Like Aurélien, I’m also an engineer. I started an internship and then a thesis at IRDEP. I was then working on the design, prototyping and characterization of concentrated photovoltaic microsystems based on CIGS solar cells. I was then recruited by EDF as a research engineer, in the frame of the creation of IPVF. Since then, I have been working on the challenges of manufacturing perovskite-based solar cells on large surfaces, and on the integration of these cells into tandem configuration, that combine two solar technologies in one.
What are the objectives of this programme? How do you work on it?

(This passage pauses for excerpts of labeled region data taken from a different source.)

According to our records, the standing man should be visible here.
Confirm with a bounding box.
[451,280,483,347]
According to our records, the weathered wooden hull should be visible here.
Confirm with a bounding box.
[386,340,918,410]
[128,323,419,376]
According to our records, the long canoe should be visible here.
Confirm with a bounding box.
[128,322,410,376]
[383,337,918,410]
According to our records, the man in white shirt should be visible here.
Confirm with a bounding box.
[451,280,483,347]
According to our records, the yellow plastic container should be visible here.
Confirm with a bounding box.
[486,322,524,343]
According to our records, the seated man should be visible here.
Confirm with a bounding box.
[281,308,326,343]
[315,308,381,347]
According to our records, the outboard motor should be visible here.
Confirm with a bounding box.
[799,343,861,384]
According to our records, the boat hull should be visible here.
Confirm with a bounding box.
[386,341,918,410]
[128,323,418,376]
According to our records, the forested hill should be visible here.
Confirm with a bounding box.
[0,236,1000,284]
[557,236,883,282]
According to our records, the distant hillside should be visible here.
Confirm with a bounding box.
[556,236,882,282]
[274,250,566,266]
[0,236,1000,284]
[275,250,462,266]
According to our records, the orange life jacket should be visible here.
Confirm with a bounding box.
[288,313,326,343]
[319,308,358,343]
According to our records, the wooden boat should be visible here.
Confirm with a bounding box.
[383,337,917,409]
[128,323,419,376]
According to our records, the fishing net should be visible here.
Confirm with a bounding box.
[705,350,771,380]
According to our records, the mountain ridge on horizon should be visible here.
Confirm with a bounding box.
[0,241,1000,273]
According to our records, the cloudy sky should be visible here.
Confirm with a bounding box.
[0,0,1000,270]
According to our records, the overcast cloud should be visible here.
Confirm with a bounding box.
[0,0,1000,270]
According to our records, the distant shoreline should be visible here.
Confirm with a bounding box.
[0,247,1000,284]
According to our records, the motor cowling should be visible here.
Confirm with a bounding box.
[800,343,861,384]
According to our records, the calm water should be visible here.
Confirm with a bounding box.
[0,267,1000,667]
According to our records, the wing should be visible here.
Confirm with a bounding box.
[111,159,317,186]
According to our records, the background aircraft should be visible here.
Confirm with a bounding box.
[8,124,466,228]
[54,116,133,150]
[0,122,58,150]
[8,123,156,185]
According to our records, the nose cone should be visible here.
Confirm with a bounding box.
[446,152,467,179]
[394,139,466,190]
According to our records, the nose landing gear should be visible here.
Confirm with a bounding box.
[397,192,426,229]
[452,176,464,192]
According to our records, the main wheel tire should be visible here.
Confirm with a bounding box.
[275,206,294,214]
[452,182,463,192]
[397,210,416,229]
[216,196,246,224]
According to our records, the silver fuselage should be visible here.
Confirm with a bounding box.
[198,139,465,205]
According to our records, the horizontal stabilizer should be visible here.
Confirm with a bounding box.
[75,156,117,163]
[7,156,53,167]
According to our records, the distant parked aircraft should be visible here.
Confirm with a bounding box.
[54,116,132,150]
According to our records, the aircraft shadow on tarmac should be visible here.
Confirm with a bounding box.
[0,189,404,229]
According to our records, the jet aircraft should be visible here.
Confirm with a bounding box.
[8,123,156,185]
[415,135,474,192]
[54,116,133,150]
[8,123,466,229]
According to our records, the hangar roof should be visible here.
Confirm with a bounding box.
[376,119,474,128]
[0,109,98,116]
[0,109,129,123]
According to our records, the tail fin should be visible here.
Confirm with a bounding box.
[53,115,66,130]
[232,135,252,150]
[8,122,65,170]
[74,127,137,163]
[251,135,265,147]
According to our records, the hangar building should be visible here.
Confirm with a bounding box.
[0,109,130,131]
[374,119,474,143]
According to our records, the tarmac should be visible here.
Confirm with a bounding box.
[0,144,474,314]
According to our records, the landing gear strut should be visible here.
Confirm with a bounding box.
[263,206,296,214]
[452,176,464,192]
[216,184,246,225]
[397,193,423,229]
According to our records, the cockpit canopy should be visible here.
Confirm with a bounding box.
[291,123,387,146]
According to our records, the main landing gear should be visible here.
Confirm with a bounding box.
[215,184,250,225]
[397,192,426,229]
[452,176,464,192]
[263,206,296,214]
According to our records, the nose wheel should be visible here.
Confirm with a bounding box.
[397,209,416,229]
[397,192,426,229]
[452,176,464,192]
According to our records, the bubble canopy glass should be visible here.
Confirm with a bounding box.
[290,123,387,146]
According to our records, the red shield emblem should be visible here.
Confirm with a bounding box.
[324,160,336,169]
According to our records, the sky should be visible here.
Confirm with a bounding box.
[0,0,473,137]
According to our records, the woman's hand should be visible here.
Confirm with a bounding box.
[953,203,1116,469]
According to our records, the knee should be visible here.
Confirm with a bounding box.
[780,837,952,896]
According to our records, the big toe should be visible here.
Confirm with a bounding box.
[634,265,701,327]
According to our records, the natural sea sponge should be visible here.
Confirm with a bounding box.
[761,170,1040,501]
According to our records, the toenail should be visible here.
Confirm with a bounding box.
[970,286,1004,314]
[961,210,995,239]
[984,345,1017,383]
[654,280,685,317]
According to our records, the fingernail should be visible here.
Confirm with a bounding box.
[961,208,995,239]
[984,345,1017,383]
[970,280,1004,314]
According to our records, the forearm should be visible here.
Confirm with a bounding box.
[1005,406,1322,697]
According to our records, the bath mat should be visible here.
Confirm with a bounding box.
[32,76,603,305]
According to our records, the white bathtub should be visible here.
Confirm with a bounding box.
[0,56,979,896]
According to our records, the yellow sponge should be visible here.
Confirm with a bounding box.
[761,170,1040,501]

A.D.: Today, silicon-based photovoltaic technologies account for 95% of the modules on the market. We know that the maximum conversion efficiency of these technologies cannot exceed 29% and alternatives must be developed to go beyond that. With tandem technologies, efficiencies of up to 42% are possible, which would be a very important step forward for the energy transition.
S.J.: We have organized the Perovskite/Silicon tandem programme into 2 work-packages in order to go from a detailed understanding of the material to the prototyping of tandem modules. With Aurélien Duchatelet and Jean Rousset, the Programme Manager, we are synchronizing our various research activities on the same objective: increase the performance of tandem cells and modules.
A.D.: In the first work package, we are working more particularly on perovskite technology, on small-area cells. The aim is to optimize the performance and stability of these cells by working on their architecture, the different layers constituting them and the interfaces between the different materials used.
S.J.: In the second work package, we are developing processes for the large-area manufacturing of perovskite cells, and working on their integration within a tandem module. In order to achieve this, we have to make the perovskite cells semi-transparent and work on its electrical structuring to then couple them with silicon-based cells. These devices are then tested in climatic chambers to see how the material behaves over time with variations in temperature and humidity. Eventually, they will be tested outdoors, directly on a roof or in a field, in real conditions. The aim is that the tandem cells will have a life span equivalent to silicon-based cells, i.e. a life span of 25-30 years.
Why did you get involved in the IPVF programme?
S.J and A.D: Today, photovoltaics is emerging as a major energy transition technology. At the same time, the combination of other renewable energy sources is possible and desirable. Through this programme we are therefore committed to finding the best opportunities for solar technology.
We see this programme as a concrete contribution to the implementation of new technologies that will improve energy performance. It is through a joint effort that we will achieve this.